British Journal of Cancer | 2004
Isabelle Thiffault; Nancy Hamel; T Pal; Susan McVety; Victoria Marcus; D. Farber; Shannon Cowie; Jean Deschênes; Wendy S. Meschino; Fabrice Odefrey; David E. Goldgar; T Graham; Steven A. Narod; A K Watters; Elizabeth MacNamara; D Du Sart; George Chong; William D. Foulkes
There has been interest in the literature in the possible existence of a gene that predisposes to both breast cancer (BC) and colorectal cancer (CRC). We describe the detailed characterisation of one kindred, MON1080, with 10 cases of BC or CRC invasive cancer among 26 first-, second- or third-degree relatives. Linkage analysis suggested that a mutation was present in BRCA2. DNA sequencing from III: 22 (diagnosed with lobular BC) identified a BRCA2 exon 3 542G>T (L105X) mutation. Her sister (III: 25) had BC and endometrial cancer and carries the same mutation. Following immunohistochemical and microsatellite instability studies, mutation analysis by protein truncation test, cDNA sequencing and quantitative real-time PCR revealed a deletion of MSH2 exon 8 in III: 25, confirming her as a double heterozygote for truncating mutations in both BRCA2 and MSH2. The exon 8 deletion was identified as a 14.9 kb deletion occurring between two Alu sequences.
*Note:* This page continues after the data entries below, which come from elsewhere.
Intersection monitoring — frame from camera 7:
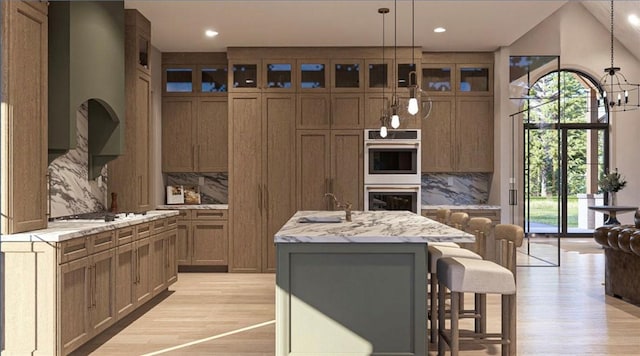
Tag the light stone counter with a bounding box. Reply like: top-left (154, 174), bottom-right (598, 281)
top-left (0, 210), bottom-right (178, 242)
top-left (156, 204), bottom-right (229, 210)
top-left (274, 211), bottom-right (474, 356)
top-left (274, 211), bottom-right (475, 244)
The breakpoint lies within a sequence of 45 bp that is identical in both Alu sequences. In this large BC/CRC kindred, MON1080, disease-causing truncating mutations are present in both MSH2 and BRCA2. There appeared to be no increased susceptibility to the development of colorectal tumours in BRCA2 mutation carriers or to the development of breast tumours in MSH2 mutation carriers. Additionally, two double heterozygotes did not appear to have a different phenotype than would be expected from the presence of a mutation in each gene alone.